Die Stimmung ist auf dem Tiefstpunkt und wird nicht einmal durch den kleinsten Fingerzeig der Bundesregierung aufgehellt. Die geplante Änderung des Ladenschlussgesetzes mag zwar publikumswirksam sein, aber der Konsum wird damit kaum belebt. Umverteilung der Umsätze wird die Folge sein und die Geschäfte in den weniger attraktiven Standorten vor noch größere Probleme stellen. Die Änderung hin zu wirtschafts- und arbeitnehmerfreundlicherer Handhabung der geringfügigen Beschäftigung ist ein Ergebnis des Vermittlungsausschusses von Bundesrat und Bundestag, also auch keine Leistung der Bundesregierung. Es bleibt bei der Ohnmacht, die unsere politischen Führer befallen hat.

Die Enttäuschung über das Regierungsprogramm mit massiven Steuer- und Abgabenerhöhungen bleibt groß und lähmt die Lust am Konsum. Keiner weiß, was morgen kommt. Kommen wir wirklich an einer Erhöhung des Mehrwertsteuersatzes vorbei oder wird die Bundesregierung durch einen eventuellen Irak-Krieg zu einer Erhöhung gezwungen, wie seinerzeit beim Golfkrieg?

Bleibt es bei den 19,5 Prozent Rentenversicherungsbeitrag. Was machen die Krankenkassen, die Milliardenlöcher zu stopfen haben. Kommt die Vermögenssteuer wieder? Wie werden sich die vereinbarten Lohnerhöhungen im öffentlichen Dienst auf die Gebührenschraube auswirken?

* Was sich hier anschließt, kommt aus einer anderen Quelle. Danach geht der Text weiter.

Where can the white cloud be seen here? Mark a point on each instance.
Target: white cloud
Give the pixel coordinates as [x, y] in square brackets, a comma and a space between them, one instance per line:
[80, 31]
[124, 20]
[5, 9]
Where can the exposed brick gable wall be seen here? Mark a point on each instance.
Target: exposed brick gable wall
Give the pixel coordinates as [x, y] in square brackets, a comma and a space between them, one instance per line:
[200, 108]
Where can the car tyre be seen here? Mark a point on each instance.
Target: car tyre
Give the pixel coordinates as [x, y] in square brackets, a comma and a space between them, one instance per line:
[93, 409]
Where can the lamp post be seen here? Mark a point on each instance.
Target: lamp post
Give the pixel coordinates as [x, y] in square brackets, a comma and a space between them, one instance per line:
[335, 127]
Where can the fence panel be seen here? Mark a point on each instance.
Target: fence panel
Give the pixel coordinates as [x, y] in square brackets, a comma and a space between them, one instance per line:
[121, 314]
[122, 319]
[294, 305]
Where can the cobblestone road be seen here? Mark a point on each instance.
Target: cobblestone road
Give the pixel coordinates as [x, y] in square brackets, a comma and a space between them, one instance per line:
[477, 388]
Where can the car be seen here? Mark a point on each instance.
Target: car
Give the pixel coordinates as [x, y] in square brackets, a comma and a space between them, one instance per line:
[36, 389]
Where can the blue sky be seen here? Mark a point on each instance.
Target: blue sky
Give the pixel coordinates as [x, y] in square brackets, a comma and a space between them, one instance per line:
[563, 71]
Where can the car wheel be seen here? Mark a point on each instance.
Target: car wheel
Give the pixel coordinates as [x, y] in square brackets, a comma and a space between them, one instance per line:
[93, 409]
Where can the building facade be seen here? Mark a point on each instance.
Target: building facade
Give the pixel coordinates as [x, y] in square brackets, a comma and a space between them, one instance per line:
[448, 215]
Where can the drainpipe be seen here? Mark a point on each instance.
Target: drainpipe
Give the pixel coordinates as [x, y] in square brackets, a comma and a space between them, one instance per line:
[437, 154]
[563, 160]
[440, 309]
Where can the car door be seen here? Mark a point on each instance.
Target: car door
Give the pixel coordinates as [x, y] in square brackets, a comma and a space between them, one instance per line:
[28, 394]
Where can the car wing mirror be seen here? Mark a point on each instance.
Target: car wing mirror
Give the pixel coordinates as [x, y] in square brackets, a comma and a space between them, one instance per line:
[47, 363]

Alles berechtigte Fragen und Sorgen, mit denen sich unsere Kunden, genau so wie wir, auseinandersetzen müssen.

Hinzu kommt die Sorge um die Finanzierung unserer Geschäfte. Die Kreditlinien werden enger geschnürt. Neben den rückläufigen Einnahmen aus dem täglichen Geschäft drücken viele Kaufleute die restriktiven Maßnahmen der Kreditinstitute. Notwendige Wareneinkäufe können oft nur mit erheblichem Zinsaufwand bezahlt werden, womit notwendige Erträge zur Sicherung von Arbeitsplätzen und Existenzen verloren gehen.

Was der Einzelhandel brauchte sind Maßnahmen, die die Konjunktur ankurbeln. Aber statt die Konjunktur anzukurbeln, wird alles daran gesetzt, die Konjunktur zu lähmen. Es werden von allen Seiten Lösungsvorschläge gemacht, aber keiner nimmt sie auf und erst recht setzt keiner sie um. Zu sehr sind die Entscheidungen von Ideologien, Lobbyisten und Machterhalt geprägt.

Auch wir Einzelhandelskaufleute werden von der Unsicherheit und Nervosität erfasst. Rabatte, überall Rabatte, als wenn wir keine anderen Lösungen unserer Misere hätten. Wir erziehen unsere Kunden zum Schnäppchenjäger, der heute abwartet, um morgen mit zusätzlichen Rabatten einkaufen zu können. Haben wir unsere uralte Kaufmannstugend der Preiswahrheit und Preisklarheit vergessen, oder geht es vielen von uns tatsächlich so schlecht, dass sie nach dem Strohhalm des Rabatts greifen müssen.

Der Kunde erwartet von uns ein ehrliches Angebot, das dem Preisleistungsverhältnis entspricht. Er ist mobiler denn je zuvor und kann sich seinen „Konsumtempel“ aussuchen. Für den einen ist dies der Discounter, für den anderen das Kaufhaus oder das Fachgeschäft.

Der Kunde ist wählerischer geworden, wie es die Marketingprofessoren uns schon seit geraumer Zeit lehren. Wir müssen uns also abheben vom Angebot des Anderen. Service und Dienstleistung sind gefragt. Das beginnt mit angepassten Ladenöffnungszeiten, geht über Freundlichkeit und Zuvorkommendheit bis hin zu kleineren oder größeren Dienstleistungen, die der Kunde durchaus bereit ist zu bezahlen. Nur angeboten müssen sie werden.

Mit zunehmender Sorge blicken wir auf unseren Nachwuchs. Die Auswahl der zur Verfügung stehenden Auszubildenden wird von Jahr zu Jahr schwieriger. Nicht PISA oder fehlende Schulabschlüsse sind allein Ursache des Nachwuchskräftemangels. Die angebliche Negativseite unseres Berufes, wie ungünstige Lage der Arbeitszeit oder vermeintlich schlechte Bezahlung, überwiegt in dem Meinungsbild der Öffentlichkeit die schönen Seiten. Wir müssen lernen, die Freude am Beruf des Einzelhandelskaufmanns positiv zu verkaufen.

So blicken wir trotz aller Sorgen optimistisch in die Zukunft, wohl wissend, dass die Durststrecke nicht mehr lange dauern darf, die der Einzelhandel zurzeit durchlebt.